The way he said it made my skin crawl. Like he knew. Like he could see through the transmigration somehow.
"Bring water," he added, heading for the door. "Lots of it. The desert there is... unforgiving."
---
"That was..." Meus searched for words as we left.
"A trap," I finished. "Obviously."
"Then why consider it?"
"Because obvious traps sometimes hide real opportunities." I pulled up star charts on my personal device. "HD207 is real. And if Valor's daughter is there..."
"You're actually going to trust him?" Meus looked incredulous.
"Trust? No. Use? Absolutely." I studied the coordinates. "Besides, what choice do we have? Marcus is supposedly on a planet that doesn't officially exist, Victor's chasing cosmic artifacts, and we have a spy in our unit who doesn't know we know."
"Two problems," Meus said, falling into tactical mode. "First, how did Vault know about Rodriguez? Second, why tell us?"
"Three problems," I corrected. "How did he get here? Who let him in? And why now?"
The station's lights flickered as my frustration grew. The technology connection responding again.
"Sir?" Meus noticed, of course she did.
"It's nothing." I forced calm. "Gather the team. Tell them we have a lead."
"All of them?

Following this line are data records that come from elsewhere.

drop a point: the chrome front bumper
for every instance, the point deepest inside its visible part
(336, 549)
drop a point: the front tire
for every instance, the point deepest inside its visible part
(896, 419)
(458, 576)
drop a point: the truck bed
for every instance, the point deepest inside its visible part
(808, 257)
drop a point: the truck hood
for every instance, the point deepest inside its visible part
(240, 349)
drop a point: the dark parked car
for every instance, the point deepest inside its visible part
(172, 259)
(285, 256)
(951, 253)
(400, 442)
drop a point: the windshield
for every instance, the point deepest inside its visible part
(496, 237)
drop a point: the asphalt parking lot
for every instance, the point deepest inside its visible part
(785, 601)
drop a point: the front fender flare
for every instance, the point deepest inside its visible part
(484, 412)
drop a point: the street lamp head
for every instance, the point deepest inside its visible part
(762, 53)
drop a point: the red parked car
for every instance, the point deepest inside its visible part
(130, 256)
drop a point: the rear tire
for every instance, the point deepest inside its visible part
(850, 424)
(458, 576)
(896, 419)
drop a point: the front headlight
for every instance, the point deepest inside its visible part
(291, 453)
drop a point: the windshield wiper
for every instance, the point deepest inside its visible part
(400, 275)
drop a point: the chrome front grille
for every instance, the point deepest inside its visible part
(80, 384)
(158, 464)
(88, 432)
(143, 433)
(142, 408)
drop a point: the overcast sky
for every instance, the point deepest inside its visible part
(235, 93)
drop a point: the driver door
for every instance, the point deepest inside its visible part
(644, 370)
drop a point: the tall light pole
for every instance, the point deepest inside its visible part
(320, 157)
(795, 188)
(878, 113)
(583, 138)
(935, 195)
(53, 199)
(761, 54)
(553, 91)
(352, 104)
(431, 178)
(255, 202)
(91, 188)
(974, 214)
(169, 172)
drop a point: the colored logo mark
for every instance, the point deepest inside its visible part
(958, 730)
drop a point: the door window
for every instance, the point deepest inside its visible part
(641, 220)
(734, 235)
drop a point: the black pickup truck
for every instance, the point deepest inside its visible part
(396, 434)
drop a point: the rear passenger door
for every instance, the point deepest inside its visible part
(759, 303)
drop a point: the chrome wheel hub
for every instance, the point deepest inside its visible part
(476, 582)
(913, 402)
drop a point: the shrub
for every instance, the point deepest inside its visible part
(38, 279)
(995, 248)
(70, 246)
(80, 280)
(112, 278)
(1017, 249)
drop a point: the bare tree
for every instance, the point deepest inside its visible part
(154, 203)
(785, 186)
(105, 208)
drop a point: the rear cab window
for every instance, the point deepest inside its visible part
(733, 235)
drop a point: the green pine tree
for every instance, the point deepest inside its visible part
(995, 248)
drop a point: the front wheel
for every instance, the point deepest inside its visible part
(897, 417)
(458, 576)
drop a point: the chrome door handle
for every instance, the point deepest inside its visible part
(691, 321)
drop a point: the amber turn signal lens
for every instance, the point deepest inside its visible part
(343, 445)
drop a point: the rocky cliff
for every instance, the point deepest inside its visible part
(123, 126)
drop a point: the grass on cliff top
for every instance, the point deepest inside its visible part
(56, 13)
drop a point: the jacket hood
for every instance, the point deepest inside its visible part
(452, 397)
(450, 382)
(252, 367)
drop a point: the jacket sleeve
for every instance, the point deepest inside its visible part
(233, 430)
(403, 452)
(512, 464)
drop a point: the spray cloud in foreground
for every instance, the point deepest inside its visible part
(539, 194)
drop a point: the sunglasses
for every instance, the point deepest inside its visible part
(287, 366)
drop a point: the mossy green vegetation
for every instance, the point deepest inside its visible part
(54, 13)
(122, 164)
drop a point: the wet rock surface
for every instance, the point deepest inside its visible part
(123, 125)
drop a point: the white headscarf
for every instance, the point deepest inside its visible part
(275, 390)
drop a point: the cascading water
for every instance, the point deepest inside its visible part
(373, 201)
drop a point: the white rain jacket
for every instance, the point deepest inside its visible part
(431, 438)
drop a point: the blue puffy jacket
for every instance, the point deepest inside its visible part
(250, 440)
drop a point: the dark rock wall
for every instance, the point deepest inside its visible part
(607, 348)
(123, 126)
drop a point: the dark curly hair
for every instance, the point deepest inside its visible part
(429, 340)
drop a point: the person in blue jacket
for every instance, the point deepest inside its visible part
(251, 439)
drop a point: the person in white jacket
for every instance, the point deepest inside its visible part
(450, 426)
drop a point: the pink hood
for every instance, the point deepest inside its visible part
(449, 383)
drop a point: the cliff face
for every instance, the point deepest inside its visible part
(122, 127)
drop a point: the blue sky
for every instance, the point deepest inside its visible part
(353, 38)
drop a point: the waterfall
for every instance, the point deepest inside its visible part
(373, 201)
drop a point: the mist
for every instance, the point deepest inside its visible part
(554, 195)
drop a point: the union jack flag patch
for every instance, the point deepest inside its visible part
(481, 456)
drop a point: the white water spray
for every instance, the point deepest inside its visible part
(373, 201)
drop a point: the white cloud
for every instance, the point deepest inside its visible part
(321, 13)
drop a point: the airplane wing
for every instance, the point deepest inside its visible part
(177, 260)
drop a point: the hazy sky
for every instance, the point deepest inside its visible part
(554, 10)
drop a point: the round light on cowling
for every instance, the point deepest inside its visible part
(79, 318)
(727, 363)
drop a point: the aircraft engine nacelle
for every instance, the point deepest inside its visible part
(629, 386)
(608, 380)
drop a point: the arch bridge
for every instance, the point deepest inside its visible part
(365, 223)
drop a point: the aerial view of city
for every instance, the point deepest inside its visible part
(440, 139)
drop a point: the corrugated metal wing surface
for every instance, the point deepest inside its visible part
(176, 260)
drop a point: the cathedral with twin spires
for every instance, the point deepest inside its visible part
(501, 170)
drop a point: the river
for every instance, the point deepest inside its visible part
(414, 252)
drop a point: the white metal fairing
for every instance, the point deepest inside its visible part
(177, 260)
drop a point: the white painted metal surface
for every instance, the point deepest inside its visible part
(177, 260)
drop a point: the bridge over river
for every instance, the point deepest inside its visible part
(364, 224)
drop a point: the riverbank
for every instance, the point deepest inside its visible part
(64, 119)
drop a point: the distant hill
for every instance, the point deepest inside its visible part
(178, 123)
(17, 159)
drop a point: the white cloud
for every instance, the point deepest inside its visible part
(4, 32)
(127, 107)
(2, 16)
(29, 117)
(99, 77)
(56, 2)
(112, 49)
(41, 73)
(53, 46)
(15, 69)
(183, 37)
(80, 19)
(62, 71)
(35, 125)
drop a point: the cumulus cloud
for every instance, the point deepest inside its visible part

Including Rodriguez?"
"Especially Rodriguez." I smiled, and it wasn't a nice expression. "I want to see what he does when we change the game."
---
I found Lyra in my quarters, studying Marcus's message on a private screen.
"Planning a desert expedition?" she asked without looking up.
"News travels fast."
"Vault isn't subtle." She turned, expression serious for once. "He's playing you."
"Obviously."
"No, not obviously." She stood, moving close enough that I could smell her perfume. "He's not working for Victor. He's working for someone else."
"And you know this how?"
Her smile was sharp. "Because I've met Vault before."
She pulled out a data tablet, fingers dancing across the interface. An old military yearbook materialized—Imperial Special Operations, dated fifteen years ago.
"Operation Blackstar," she said, zooming in on a group photo. "Classified mission to the Void Nexus. Officially, everyone died. Well apart from Victor who died and died again."
"Consciousness transfer". I stared at the image. There, standing in the back row, was Vault. Unmistakable despite the Imperial uniform. And beside him...
"Victor Kronos," I whispered, recognizing the silver-haired figure.
"Yes." She swiped to the next image—a mission roster with most names redacted. "And him."
She pointed to a blacked-out name at the bottom of the list. Only the first letter remained visible: "R."
"Who is that?" I asked, though something in my gut already knew.
"That," Lyra said quietly, "is the real puppet master. The one Vault actually works for. The one who's been orchestrating everything from the beginning."
"Does he have a name?"
"Several, I imagine." She closed the tablet. "But I think you already know one of them."
The game timeline wasn't just disrupted—it was shattered beyond recognition.
And I was starting to think the real villain wasn't Victor at all.